The requirements should be automatically installed. If they aren’t installed automatically, for example due to networking restrictions, the requirements are:

  • six, 1.4 or later

One of the following:

  • virtualenv, 1.10 or later (this is true even with Python 3.3, where virtualenv is included as venv, since venv is not compatible with other versions of Python).

    Note that virtualenv 1.11.0 will not work, as it contains a bug in setuptools that prevents its installation in a clean virtual environment.

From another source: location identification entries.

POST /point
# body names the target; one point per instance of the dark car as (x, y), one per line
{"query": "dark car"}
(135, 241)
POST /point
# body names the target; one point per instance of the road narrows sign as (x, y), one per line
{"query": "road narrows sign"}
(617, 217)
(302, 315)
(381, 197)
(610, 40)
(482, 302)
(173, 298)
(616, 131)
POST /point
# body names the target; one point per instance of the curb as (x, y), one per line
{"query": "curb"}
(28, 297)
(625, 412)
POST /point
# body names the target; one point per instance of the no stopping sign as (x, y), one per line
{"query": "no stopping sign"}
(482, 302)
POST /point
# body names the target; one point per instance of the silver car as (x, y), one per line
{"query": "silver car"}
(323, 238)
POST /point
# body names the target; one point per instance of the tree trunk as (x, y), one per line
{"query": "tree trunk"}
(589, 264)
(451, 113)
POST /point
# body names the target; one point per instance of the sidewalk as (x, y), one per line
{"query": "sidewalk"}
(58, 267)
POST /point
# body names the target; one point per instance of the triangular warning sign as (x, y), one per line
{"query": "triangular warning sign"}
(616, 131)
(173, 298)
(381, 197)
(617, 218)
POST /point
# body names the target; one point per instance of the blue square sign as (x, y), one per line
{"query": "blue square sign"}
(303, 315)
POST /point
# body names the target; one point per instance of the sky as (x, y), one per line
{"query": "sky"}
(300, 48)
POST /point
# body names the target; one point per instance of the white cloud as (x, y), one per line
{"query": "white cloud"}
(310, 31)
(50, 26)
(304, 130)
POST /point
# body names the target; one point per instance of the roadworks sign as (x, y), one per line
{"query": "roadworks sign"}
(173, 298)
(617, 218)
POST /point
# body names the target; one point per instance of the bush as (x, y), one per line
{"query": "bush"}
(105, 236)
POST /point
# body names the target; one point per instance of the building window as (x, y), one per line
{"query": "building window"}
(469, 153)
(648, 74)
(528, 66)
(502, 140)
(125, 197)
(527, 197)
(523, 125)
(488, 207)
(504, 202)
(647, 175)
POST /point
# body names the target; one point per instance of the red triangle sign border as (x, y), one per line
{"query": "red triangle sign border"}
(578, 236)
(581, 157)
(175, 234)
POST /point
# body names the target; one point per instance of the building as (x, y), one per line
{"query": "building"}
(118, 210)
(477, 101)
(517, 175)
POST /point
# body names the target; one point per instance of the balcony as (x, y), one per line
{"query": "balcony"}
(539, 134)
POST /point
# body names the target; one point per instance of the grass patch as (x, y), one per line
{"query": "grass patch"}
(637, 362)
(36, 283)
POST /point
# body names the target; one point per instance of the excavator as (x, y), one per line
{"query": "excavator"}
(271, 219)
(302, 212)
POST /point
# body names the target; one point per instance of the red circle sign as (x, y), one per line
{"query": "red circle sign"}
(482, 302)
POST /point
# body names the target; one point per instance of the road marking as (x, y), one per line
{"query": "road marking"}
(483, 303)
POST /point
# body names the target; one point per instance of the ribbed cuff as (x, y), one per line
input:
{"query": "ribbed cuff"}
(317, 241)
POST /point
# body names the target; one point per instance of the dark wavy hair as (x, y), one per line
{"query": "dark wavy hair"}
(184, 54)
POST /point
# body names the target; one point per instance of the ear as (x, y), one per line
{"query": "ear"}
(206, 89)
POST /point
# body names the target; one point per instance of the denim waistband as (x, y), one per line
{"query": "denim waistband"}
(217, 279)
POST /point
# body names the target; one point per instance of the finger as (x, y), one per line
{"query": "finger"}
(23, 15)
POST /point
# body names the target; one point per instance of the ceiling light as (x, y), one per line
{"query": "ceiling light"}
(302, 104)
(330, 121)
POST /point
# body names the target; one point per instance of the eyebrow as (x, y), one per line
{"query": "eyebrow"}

  • An anaconda or miniconda installation, with the conda command available on your path.

Note

Anaconda or miniconda is preferred if the dependencies of your project involve a lot of compiled C/C++ extensions and are available in the conda repository, since conda will be able to fetch precompiled binaries for these dependencies in many cases. Using virtualenv, these dependencies will have to be compiled every time the environments are set up.

Optional optimization

If your project being benchmarked contains C, C++, Objective-C or Cython, consider installing ccache. ccache is a compiler cache that speeds up compilation time when the same objects are repeatedly compiled. In airspeed velocity, the project being benchmarked is recompiled at many different points in its history, often with only minor changes to the source code, so ccache can help speed up the total benchmarking time considerably.

Running the self-tests

The self tests are based on py.test. If you don’t have it installed, and you have a connection to the Internet, it will be installed automatically.